The most prominent (and best part) of our school are the relationships that get established between our students and our staff.

Our students come to us with a strong sense of incapability, of lacking what is necessary to succeed in school, or sometimes in life. Because they have become convinced they will not be able to succeed, they arrive full of distrust and anger, or they can be withdrawn or depressed. Add that these students possess some learning issues in conjunction to negative emotions, and the journey to change their mindset as well as work to effect positive change grows quite difficult.

Our staff is deeply committed to building strong relationships with our students.

The Lakeside staff make sure our students are welcomed to their first day of school in spite of any challenges. It is a powerful aspect of our school in building healthy and supportive relationships with our students.

Additionally, we are also very aware many of our students are dysregulated, which means they do not know how to control their emotions, behavior, and most certainly their performance. The dysregulation shows us some students have significant obstacles within their own brains that need to be addressed…and we do address them.

Lakeside is strategically and purposefully brain-based in our approach.

In other words, we attempt to make school a place of calm and strategy.

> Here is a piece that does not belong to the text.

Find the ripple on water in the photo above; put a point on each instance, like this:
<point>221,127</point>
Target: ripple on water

We fill the day with many options for students to be learn to regulate their brain states, to optimize their ability to create healthy relationship, which consequently, provides them new capabilities to learn and grow.

Introducing Garnet and Mint, Service Dogs for LakesideIt is why we invest in facility dogs to greet our students, music in our hallways to provide calming and regulating beats per minute, fidgets for students to reduce stress, a walking track to let off some anxiety or anger, rocking chairs in classrooms, safe places to go, neuro-feedback, drumming and so much more.

We are striving to re-create school to be a place where there is a welcoming entrance with daily interactions that are calming, regulating, as well as academically challenging, and where relationships are all focused at helping our students want to succeed.

I really hope all schools, no matter what type of students they serve, will strive to make a statement to their students: we are here to help you find success in your mindset, your capacity, your safety, your school work, your personal relationships and your growth and development.

This holistic approach is what I believe our students need most. 

I hope that as millions of students walk into school for the first time this year that they will sense a welcoming spirit, matched by an understanding that regulation is essential to a their ability to learn and find the comprehensive success we so want them to have.